SELECT p.*, NAME FROM poly p JOIN "idlink.dbf"."idlink" il USING (eas_id)

If the master datasource is SQLite database (GeoPackage, SpatiaLite) it is necessary to use indirect SQLite dialect. Otherwise additional datasources are never opened but tables to be used in joins are searched from the master database.

ogrinfo jointest.gpkg -dialect INDIRECT_SQLITE -sql \
"SELECT a.ID,b.ID FROM jointest a JOIN \"jointest2.shp\".\"jointest2\" b ON a.ID=b.ID"

The column names that can be used in the result column list, in WHERE, JOIN, ... clauses are the field names of the layers. Expressions, SQLite functions, spatial functions, etc... can also be used.

The conditions on fields expressed in WHERE clauses, or in JOINs are translated, as far as possible, as attribute filters that are applied on the underlying OGR layers. Joins can be very expensive operations if the secondary table is not indexed on the key field being used.

LIKE operator

In SQLite, the LIKE operator is case insensitive, unless PRAGMA case_sensitive_like = 1 has been issued.

Starting with GDAL 3.9, GDAL installs a custom LIKE comparison, such that UTF-8 characters are taken into account by LIKE operator.

For case insensitive comparisons, this is restricted to the ASCII, Latin-1 Supplement, Latin Extended-A, Latin Extended-B, Greek and Coptic and Cyrillic Unicode categories.

Delimited identifiers

If names of layers or attributes are reserved keywords in SQL like 'FROM' or they begin with a number or underscore they must be handled as "delimited identifiers" and enclosed between double quotation marks in queries.
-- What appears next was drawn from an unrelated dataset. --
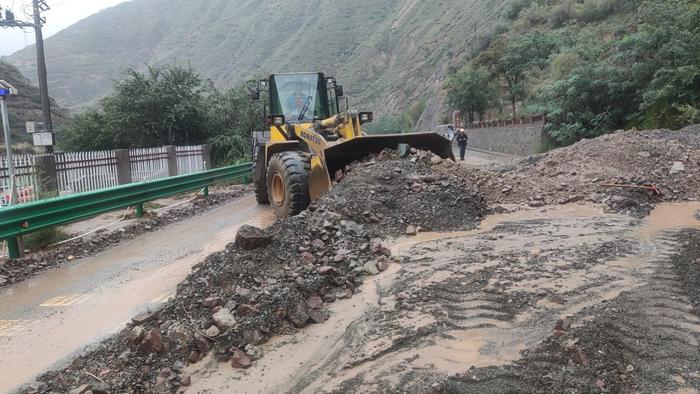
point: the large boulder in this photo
(249, 238)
Double quotes can be used even when they are not strictly needed.

SELECT "p"."geometry", "p"."FROM", "p"."3D" FROM "poly" p

When SQL statements are used in the command shell and the statement itself is put between double quotes, the internal double quotes must be escaped with \

ogrinfo p.shp -sql "SELECT geometry \"FROM\", \"3D\" FROM p"

Geometry field

Geometry fields can be explicitly specified in the result column list of a SELECT, or automatically selected if the * wildcard is used.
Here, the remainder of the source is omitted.